Well, if we were to double click on some of these reports, we’d see the oldest sector of the world population is by no means the stereotype we have made them out to be. Our contemporary societies continue to glorify the youth and pigeon hole our seniors as hostile, grumpy, intolerable, weak or sick. Without actively meaning to do so we as companies, as brands, as a societies as whole even, are discarding the importance of this sector prematurely. Even economists have their dependency ratio model, which basically states that prior to the age of 65 you contribute to the economy, and after this age you merely detract from it.


However, the power of active minorities as catalysts for new ways of thinking and for change, have been the focus of sociological research for years. Yet whether or not we consider seniors as a minority group, or whether we discriminate against them as marketeers, what can’t be denied is the power of the senior vote and the influence it has had in shaping the world today. Cited as huge factors behind the success of Brexit and Trump’s presidency, they have dispelled the notion that they have no voice quite spectacularly.


Whilst they have managed to dismiss the notion that they have no voice, their contribution to these political movements has done little to dispel their billing as burdens to society. The challenge of the older generations then, is to recuperate their forgotten status as accumulators of wisdom, as relics to be cherished, and to transcend their symbols of death and extinction.


We are currently witnessing the effects of this intergenerational clash and the attempts from both sides to reconcile the fractured and withered relationship. We are seeing it manifested more and more in different ways: like the insistence from the over 50s for fair hiring, or the growing trend of young people looking to lodge with older housemates, being but a couple of examples.
The time has come for companies to find some common ground between generations, to include seniors within their teams, and to communicate it so that everyone knows about it. The benefits of doing so could be huge, with both young and old people looking for some common ground and a reason to be optimistic. This presents exciting and fertile territory for brand communication that could reach across the generational divide and have an impact on both sides.

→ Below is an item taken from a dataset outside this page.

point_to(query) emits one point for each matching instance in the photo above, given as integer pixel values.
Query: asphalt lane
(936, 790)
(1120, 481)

In marketing we are taught to look beyond just our immediate sphere of influence and consider the dangers of outsiders or smaller players who could one day eat away at our market position. However, what isn’t as readily discussed, is why we have a fixation with certain targets, namely Millennials, whilst ignoring others, like the ageing population, who can turn out to have a much greater influence than we perhaps ever thought. In this ever changing world where the trend is to “produce trends” we also face the danger of ignoring them, keep that in mind!